Sans doute c’est une des qualités de l’orateur de savoir lancer contre des ennemis ou contre sa partie adverse de ces brocards aigres et mordants ; mais Cicéron, qui les employait indifféremment contre tout le monde, afin de jeter du ridicule sur les personnes, se rendit odieux par là à une foule de gens. J’en citerai quelques exemples. Marcus Aquilius avait deux de ses gendres bannis : Cicéron le nommait Adraste. Lucius Cotta, qui aimait fort le vin, était censeur, lorsque Cicéron brigua le consulat.

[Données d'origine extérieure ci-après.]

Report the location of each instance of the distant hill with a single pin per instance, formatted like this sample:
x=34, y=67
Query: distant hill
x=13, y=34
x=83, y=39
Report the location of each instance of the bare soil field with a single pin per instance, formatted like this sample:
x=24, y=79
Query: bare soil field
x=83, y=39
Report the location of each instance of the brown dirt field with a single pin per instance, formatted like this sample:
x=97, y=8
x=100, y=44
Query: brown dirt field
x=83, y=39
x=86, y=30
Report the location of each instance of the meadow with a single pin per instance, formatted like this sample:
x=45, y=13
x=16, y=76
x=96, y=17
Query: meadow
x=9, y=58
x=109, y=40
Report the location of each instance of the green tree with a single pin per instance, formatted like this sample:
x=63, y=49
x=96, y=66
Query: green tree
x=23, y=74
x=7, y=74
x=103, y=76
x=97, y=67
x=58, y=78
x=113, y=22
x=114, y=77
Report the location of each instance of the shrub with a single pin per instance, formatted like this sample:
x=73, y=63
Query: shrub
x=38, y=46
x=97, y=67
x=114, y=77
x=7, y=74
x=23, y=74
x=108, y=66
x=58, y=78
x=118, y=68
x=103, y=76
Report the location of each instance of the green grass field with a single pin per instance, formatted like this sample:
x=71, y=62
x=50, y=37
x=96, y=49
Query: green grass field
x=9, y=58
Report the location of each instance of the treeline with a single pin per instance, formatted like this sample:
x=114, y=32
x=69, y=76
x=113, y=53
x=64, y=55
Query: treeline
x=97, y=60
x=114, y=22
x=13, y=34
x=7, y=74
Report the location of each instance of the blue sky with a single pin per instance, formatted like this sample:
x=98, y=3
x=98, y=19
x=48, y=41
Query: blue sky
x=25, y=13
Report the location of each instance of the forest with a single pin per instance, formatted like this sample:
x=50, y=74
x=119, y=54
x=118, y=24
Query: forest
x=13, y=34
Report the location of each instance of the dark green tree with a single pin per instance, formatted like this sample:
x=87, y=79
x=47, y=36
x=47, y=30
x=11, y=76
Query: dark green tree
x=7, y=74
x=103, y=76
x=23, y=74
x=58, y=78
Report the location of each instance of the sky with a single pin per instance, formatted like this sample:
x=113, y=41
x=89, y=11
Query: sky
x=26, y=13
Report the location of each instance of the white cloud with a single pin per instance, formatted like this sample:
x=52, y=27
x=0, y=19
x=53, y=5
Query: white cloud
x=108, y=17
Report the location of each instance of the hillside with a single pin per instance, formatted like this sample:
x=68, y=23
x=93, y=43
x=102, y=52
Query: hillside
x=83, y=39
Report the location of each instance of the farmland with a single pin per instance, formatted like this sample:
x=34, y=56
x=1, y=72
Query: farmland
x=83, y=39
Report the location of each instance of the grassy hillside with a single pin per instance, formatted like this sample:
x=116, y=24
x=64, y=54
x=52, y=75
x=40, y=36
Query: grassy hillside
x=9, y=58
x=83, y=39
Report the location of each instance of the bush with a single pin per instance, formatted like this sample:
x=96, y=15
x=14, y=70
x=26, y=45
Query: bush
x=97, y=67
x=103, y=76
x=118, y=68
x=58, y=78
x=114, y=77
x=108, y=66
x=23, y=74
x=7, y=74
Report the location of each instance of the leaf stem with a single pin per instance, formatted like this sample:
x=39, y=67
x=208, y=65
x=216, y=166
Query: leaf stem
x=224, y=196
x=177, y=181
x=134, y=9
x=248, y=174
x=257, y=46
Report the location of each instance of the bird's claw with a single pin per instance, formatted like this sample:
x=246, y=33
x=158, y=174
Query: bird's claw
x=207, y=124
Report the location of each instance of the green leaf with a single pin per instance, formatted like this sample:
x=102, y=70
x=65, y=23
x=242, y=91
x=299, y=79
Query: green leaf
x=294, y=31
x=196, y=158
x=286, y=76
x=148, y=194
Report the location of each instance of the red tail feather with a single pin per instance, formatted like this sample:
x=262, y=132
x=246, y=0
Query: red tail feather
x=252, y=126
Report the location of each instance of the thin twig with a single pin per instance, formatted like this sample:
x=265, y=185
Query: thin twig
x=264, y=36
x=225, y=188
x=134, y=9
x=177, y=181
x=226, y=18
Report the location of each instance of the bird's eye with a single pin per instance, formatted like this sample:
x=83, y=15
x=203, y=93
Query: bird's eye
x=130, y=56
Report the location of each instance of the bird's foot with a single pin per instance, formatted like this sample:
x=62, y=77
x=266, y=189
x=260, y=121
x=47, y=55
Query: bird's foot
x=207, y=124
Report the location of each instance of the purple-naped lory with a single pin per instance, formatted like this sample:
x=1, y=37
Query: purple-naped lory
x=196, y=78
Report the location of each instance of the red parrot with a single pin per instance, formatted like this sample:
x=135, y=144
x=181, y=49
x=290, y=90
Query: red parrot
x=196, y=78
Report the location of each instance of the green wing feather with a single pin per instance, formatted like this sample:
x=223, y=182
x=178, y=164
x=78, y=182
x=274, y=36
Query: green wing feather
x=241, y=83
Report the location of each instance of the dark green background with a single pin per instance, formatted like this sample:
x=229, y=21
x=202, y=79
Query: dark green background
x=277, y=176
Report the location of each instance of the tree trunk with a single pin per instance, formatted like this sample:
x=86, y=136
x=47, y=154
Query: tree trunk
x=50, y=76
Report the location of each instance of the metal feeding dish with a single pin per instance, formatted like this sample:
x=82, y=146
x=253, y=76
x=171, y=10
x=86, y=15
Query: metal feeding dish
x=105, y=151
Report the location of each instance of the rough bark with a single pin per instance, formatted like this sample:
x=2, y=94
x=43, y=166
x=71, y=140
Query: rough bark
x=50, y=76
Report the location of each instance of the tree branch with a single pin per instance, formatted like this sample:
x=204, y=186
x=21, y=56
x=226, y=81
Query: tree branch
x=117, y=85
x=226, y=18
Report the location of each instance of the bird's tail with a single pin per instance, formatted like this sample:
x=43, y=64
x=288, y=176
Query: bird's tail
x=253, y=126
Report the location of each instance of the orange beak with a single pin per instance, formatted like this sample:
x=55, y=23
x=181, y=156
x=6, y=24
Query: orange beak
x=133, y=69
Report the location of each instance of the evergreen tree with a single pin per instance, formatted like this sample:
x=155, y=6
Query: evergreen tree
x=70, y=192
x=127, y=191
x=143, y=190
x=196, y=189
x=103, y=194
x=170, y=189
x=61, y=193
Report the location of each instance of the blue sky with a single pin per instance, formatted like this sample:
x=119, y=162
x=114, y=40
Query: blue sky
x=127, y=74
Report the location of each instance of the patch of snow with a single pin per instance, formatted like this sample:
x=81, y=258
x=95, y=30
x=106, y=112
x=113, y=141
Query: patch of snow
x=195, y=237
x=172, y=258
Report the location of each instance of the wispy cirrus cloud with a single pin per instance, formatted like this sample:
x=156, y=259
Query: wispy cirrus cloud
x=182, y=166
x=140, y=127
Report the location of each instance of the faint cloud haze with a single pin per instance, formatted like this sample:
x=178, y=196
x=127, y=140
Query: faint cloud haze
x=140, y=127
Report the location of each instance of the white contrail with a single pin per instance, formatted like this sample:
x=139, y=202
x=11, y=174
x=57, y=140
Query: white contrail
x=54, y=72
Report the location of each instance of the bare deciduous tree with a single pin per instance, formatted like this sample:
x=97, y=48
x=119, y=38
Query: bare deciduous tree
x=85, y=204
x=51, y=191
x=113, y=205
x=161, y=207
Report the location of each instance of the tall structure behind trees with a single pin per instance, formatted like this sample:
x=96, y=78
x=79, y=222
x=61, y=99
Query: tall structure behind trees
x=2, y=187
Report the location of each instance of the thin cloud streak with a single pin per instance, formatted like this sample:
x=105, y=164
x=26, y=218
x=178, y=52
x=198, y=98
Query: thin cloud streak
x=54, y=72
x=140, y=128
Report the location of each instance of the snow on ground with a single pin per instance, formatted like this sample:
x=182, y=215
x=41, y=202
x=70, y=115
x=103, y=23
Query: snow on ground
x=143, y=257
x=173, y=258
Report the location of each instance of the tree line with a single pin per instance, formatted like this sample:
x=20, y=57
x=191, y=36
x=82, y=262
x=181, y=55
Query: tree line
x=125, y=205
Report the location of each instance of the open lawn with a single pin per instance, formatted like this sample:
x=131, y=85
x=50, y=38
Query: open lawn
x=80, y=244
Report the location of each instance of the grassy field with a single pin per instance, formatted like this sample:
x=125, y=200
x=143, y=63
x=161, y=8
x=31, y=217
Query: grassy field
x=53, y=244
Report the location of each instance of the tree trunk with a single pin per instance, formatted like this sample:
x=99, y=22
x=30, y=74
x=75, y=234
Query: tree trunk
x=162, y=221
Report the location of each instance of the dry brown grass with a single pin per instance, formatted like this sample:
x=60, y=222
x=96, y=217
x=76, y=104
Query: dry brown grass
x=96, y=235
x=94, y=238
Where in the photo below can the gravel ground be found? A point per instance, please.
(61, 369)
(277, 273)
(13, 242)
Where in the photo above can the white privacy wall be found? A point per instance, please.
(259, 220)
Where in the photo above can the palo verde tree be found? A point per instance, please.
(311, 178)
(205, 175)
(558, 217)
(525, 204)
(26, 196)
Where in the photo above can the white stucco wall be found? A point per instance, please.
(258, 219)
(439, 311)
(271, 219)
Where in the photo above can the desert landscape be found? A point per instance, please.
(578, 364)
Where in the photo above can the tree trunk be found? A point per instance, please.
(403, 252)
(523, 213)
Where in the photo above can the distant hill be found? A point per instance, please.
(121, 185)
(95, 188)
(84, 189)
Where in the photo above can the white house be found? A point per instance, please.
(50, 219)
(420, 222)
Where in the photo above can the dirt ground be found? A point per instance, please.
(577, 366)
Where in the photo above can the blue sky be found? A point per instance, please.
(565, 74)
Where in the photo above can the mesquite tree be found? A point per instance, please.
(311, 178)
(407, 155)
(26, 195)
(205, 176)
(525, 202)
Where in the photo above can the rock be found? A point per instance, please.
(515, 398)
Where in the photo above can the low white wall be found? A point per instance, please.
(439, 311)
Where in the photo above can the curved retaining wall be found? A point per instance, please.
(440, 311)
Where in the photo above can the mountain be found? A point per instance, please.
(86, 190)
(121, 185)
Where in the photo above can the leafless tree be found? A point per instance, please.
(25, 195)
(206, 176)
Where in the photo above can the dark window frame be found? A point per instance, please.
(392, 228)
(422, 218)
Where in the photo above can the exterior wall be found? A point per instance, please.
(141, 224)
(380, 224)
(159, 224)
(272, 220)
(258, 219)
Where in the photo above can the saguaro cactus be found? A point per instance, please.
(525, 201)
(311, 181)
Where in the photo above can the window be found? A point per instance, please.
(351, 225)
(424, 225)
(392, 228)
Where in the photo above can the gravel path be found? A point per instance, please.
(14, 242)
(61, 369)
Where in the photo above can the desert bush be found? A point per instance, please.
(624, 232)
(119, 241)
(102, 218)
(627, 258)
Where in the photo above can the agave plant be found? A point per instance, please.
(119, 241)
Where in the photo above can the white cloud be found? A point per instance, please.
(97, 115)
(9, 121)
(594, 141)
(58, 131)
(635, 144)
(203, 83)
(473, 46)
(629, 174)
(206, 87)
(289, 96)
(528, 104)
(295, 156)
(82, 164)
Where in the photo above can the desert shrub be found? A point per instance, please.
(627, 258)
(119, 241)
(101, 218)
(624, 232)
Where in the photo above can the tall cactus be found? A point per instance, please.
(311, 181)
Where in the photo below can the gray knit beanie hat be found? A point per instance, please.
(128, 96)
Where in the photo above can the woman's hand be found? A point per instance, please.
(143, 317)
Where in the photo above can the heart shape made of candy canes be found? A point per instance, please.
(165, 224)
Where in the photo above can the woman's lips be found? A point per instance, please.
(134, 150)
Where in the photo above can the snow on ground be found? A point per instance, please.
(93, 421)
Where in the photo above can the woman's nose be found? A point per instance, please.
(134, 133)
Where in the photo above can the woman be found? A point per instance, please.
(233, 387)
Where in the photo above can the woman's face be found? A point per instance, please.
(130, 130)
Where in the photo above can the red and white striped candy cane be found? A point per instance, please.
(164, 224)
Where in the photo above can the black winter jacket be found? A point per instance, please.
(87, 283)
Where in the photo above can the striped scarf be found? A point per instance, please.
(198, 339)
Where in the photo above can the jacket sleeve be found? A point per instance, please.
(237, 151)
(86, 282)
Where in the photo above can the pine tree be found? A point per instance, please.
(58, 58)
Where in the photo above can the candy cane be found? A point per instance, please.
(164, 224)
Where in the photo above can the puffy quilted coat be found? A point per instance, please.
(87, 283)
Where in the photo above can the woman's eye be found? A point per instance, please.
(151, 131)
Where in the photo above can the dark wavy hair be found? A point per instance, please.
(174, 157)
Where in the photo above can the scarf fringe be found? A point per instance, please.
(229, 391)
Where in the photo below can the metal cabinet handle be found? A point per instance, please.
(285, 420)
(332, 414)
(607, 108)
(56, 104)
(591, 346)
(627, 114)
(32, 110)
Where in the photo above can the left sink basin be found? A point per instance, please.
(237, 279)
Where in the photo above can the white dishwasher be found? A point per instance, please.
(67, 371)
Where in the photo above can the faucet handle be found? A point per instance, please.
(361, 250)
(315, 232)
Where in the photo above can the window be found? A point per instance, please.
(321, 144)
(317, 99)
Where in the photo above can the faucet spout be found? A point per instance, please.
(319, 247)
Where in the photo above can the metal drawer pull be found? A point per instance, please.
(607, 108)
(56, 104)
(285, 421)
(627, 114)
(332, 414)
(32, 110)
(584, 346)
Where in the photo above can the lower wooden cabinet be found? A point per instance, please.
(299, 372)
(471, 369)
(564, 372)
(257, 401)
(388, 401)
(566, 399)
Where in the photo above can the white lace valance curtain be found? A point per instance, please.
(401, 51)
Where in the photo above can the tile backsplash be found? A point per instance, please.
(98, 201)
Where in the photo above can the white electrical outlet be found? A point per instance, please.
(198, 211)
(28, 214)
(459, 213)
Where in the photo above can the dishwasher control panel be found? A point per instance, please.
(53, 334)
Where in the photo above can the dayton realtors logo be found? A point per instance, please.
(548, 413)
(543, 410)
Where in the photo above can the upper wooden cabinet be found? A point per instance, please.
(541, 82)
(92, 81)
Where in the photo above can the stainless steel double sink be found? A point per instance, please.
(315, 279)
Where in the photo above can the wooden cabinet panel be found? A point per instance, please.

Pressé par la soif le jour de l’élection, Cicéron but, au milieu de ses amis qui l’entouraient : « Vous faites bien d’avoir peur, leur dit-il, que le censeur ne se fâche contre moi, s’il me voyait boire de l’eau. » Il rencontra dans les rues Voconius menant

  1. Plutarque appelle ailleurs Diodotus le précepteur de Métellus ; mais Philagre était probablement le surnom de ce personnage.
  2. Voyez la Vie de Caton le Jeune.
  3. Ce mot n’est pas clair, tant s’en faut : c’est peut-être une allusion à ce voyage si rapide que Métellus avait fait en Syrie ; mais encore je ne vois pas ce que le précepteur viendrait faire ici.